Despite extremely promising results, future works to strengthen and make results more specific are needed to definitely determine the overall mode of action of feed supplementation with repellent compounds. Questions remain concerning mite behaviour in the field. Notably, the dose of Nor-Mite^® administered to the hens during our study was voluntarily 10-fold the recommended dose to ensure detection of odour modification. Confirmation of the behavioural tests at the recommended doses would be prudent. Similarly to the toxic effect of pesticides (Finney 1943), VOC repellency is dose-dependent in a logistic relation (sigmoid-shaped; e.g. Vatandoost and Hanafi-Bojd, 2008). The amounts of molecules to which the mites were exposed in the headspace study are unlikely to be comprised in the basal area of the sigmoid-shaped curve (minimum-activity doses). On the other hand, the amount of compounds emitted may become disproportionately low when the dose is reduced due to the antibiotic properties of terpenes and eugenol, which limit the effectiveness of microorganisms in metabolizing them at high concentrations (Michiels et al., 2008). Nevertheless, a one-shot field experiment with Nor-Mite^® suggested a significant effect on the PRM population observed after 15 days of feed supplementation with 500 ppm of Nor-Mite^® (Labalette et al., 2017a, 2017b).

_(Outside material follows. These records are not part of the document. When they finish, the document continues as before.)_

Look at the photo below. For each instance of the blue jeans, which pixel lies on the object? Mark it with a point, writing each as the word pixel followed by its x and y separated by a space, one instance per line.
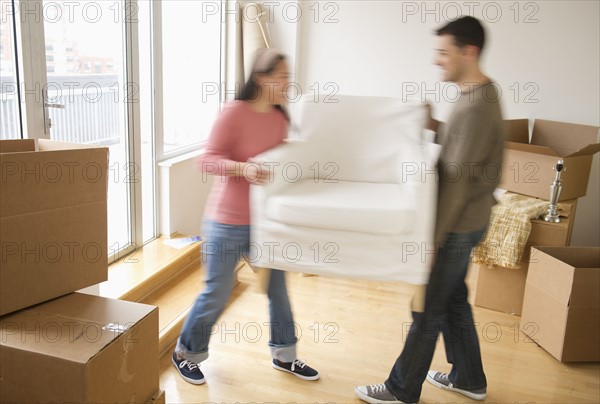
pixel 224 246
pixel 447 311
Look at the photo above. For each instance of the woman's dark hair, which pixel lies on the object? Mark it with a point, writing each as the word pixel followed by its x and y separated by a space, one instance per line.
pixel 265 62
pixel 466 31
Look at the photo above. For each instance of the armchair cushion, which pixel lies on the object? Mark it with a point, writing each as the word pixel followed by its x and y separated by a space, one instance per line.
pixel 355 196
pixel 345 205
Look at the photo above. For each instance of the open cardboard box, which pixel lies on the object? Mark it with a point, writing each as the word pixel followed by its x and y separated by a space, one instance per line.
pixel 53 227
pixel 80 348
pixel 528 167
pixel 561 310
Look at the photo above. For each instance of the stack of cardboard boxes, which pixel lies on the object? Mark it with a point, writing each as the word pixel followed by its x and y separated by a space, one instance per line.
pixel 528 169
pixel 57 345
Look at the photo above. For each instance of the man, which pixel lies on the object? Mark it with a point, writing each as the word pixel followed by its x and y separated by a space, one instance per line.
pixel 469 171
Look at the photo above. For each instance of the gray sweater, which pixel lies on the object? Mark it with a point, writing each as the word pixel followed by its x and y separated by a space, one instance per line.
pixel 470 162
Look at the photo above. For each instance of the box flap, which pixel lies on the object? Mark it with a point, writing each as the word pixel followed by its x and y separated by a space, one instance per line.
pixel 17 145
pixel 569 274
pixel 517 130
pixel 49 145
pixel 564 138
pixel 586 151
pixel 586 288
pixel 74 327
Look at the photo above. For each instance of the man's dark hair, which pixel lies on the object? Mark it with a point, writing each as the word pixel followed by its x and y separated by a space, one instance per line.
pixel 466 31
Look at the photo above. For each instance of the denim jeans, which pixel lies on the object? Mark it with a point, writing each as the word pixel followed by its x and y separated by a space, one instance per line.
pixel 447 311
pixel 224 246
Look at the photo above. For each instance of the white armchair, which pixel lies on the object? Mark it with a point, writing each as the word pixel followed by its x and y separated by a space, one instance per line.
pixel 354 197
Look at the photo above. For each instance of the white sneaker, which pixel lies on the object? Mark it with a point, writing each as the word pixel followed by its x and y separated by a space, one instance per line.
pixel 439 379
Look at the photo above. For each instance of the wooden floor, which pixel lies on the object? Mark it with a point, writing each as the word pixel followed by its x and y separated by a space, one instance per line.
pixel 352 332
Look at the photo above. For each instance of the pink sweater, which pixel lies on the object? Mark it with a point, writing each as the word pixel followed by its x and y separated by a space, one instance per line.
pixel 238 134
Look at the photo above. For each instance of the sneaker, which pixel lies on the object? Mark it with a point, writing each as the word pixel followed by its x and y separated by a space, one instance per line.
pixel 439 379
pixel 297 368
pixel 188 370
pixel 376 394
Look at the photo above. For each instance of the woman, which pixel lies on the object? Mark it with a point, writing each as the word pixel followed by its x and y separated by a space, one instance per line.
pixel 251 125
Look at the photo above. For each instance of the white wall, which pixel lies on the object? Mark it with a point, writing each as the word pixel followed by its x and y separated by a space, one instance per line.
pixel 543 54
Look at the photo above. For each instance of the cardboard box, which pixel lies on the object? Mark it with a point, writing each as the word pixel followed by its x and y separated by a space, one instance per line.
pixel 561 310
pixel 53 228
pixel 502 289
pixel 528 167
pixel 80 349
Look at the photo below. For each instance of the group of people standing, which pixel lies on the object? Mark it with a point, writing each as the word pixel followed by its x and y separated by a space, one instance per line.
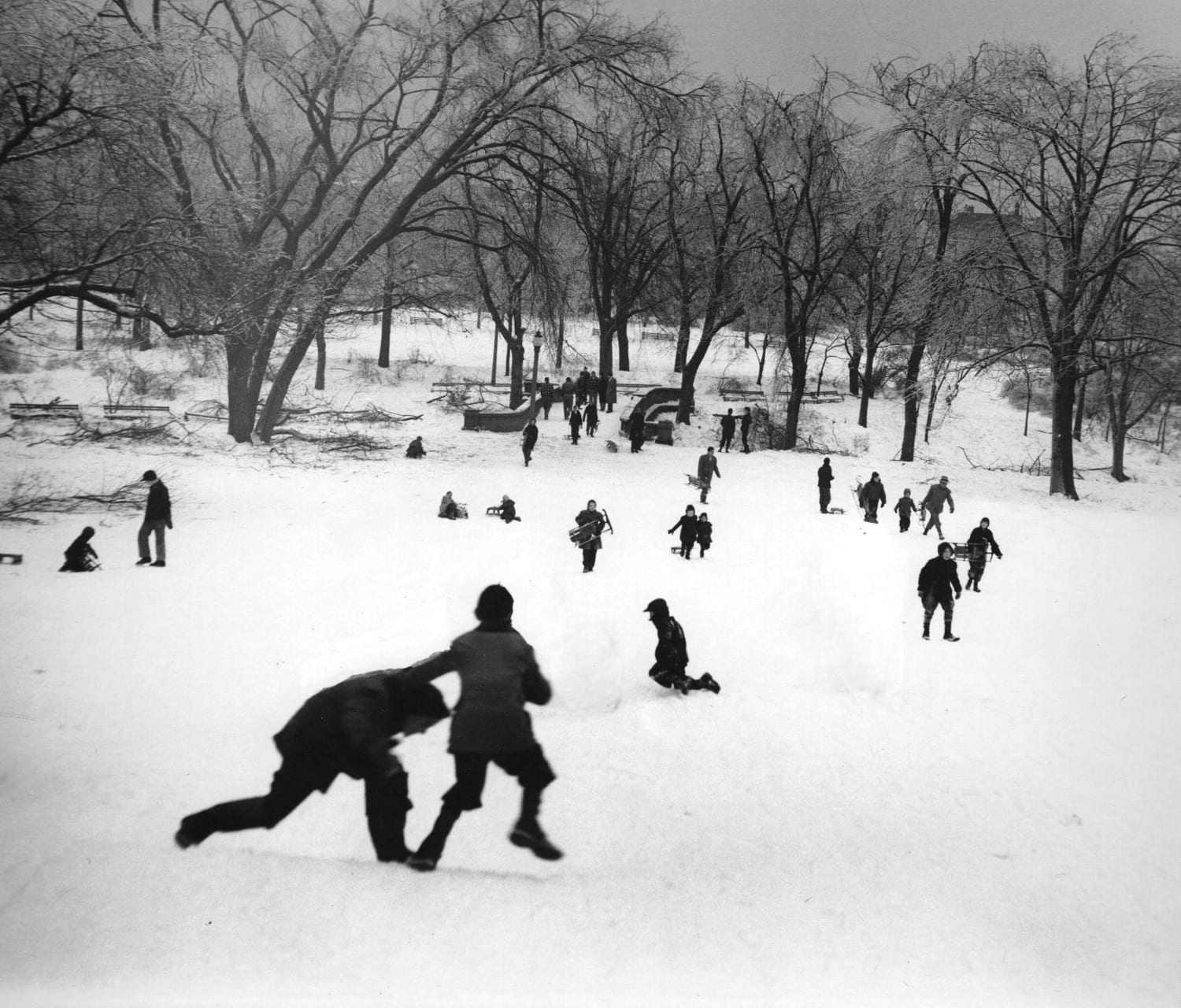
pixel 729 423
pixel 939 587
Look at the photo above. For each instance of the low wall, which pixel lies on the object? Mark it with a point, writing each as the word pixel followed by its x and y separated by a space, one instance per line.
pixel 498 421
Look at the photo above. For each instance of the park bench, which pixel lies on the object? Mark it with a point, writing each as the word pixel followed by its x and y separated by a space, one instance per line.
pixel 44 410
pixel 131 411
pixel 824 396
pixel 742 395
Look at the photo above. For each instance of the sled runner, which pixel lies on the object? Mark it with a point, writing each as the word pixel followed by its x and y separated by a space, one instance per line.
pixel 972 552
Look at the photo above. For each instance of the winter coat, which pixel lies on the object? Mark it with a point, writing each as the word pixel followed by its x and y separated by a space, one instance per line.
pixel 708 468
pixel 980 535
pixel 937 496
pixel 498 675
pixel 938 578
pixel 347 728
pixel 672 653
pixel 687 526
pixel 160 506
pixel 592 537
pixel 80 556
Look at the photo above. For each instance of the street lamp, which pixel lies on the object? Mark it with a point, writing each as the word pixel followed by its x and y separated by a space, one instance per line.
pixel 533 390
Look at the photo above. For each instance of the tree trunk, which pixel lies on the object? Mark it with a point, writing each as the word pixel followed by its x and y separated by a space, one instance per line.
pixel 912 394
pixel 321 357
pixel 867 391
pixel 1079 410
pixel 1062 446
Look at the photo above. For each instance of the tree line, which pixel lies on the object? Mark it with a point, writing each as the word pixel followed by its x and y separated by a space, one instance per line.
pixel 250 172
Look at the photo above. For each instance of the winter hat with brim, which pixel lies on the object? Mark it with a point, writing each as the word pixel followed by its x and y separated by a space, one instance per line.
pixel 495 604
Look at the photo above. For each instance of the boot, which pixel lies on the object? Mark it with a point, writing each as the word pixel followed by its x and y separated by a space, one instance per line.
pixel 528 832
pixel 429 852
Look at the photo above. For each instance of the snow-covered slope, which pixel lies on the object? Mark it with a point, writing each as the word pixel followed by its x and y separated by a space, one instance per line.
pixel 859 818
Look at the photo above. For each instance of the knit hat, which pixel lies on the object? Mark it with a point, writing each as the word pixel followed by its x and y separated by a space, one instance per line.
pixel 495 604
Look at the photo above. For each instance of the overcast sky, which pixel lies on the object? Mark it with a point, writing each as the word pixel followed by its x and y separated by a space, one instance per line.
pixel 775 40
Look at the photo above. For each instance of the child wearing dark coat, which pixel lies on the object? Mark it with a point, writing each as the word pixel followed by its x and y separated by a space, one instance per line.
pixel 937 580
pixel 672 654
pixel 80 556
pixel 687 526
pixel 498 675
pixel 904 510
pixel 704 533
pixel 978 554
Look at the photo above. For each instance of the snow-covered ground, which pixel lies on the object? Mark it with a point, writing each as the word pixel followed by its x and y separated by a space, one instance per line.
pixel 860 817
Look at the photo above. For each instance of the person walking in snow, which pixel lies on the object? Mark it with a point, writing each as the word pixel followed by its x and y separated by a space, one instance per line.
pixel 80 556
pixel 727 429
pixel 590 525
pixel 687 526
pixel 746 420
pixel 704 533
pixel 978 544
pixel 592 416
pixel 547 397
pixel 350 728
pixel 706 469
pixel 529 439
pixel 937 582
pixel 873 495
pixel 672 654
pixel 933 506
pixel 904 510
pixel 567 397
pixel 498 675
pixel 157 517
pixel 824 481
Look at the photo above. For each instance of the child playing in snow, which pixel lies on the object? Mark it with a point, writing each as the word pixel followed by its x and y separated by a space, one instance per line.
pixel 904 510
pixel 80 556
pixel 704 533
pixel 498 675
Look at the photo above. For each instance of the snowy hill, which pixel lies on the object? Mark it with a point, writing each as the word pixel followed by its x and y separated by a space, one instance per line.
pixel 859 818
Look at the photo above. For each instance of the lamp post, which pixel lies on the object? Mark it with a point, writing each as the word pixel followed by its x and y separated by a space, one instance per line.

The persistence of the repellent activity at the individual level, as well as its possible specificity to the mite stages, remains undetermined. Behavioural tests were conducted over a few minutes and on mites undergoing short fasting (a few days). Under farm conditions, where mites only have ‘repellent’ hens available at any time, the need to feed may cause the mite to overcome its repugnance after a while. Furthermore, over generations of the PRM, the effect of selection could lead more or less rapidly to the development of populations that are not very sensitive to modified odours.

How modifications in the composition of hen urine and faeces may impact PRM populations is unknown. The accumulation in manure and dried droppings of the remaining unmetabolized part may affect the mite habitats. Because mites tend to accumulate under dried droppings, such a change in habitat can have more or less significant effects on population dynamics. In addition, to refine our understanding of the mode of action of Nor-Mite^®, it would be interesting to study the possible biological activity of ‘reduced VOCs’ (e. g. decane) in the future. These VOCs may have a key role in PRM attraction to host odour (kairomone) and their disruption may act in synergy with the repellent effect of ‘added VOCs’. If so, their study could also pave the way for the development of synthetic attractants and subsequent alternative means of control.

The present preliminary results are important to sanitary solutions when dealing with haematophagous pest arthropods. This finding suggests a new means of control, not only against ectoparasites in livestock and pets but also in human medicine against blood-sucking insects. For instance, some safe dietary supplement might be tested for its ability to modify human body odour, thereby making the skin repellent to host-seeking mosquitoes.

Financial support

This work was partially supported by Nor-Feed (Beaucouzé, France).

Conflict of interest

None.

Ethical standards

All the experiments involving hens were conducted in compliance with regulations on animal experimentation (reference number of Ethics committee: 036; project number: APAFIS#2339-2015101122029640 v4).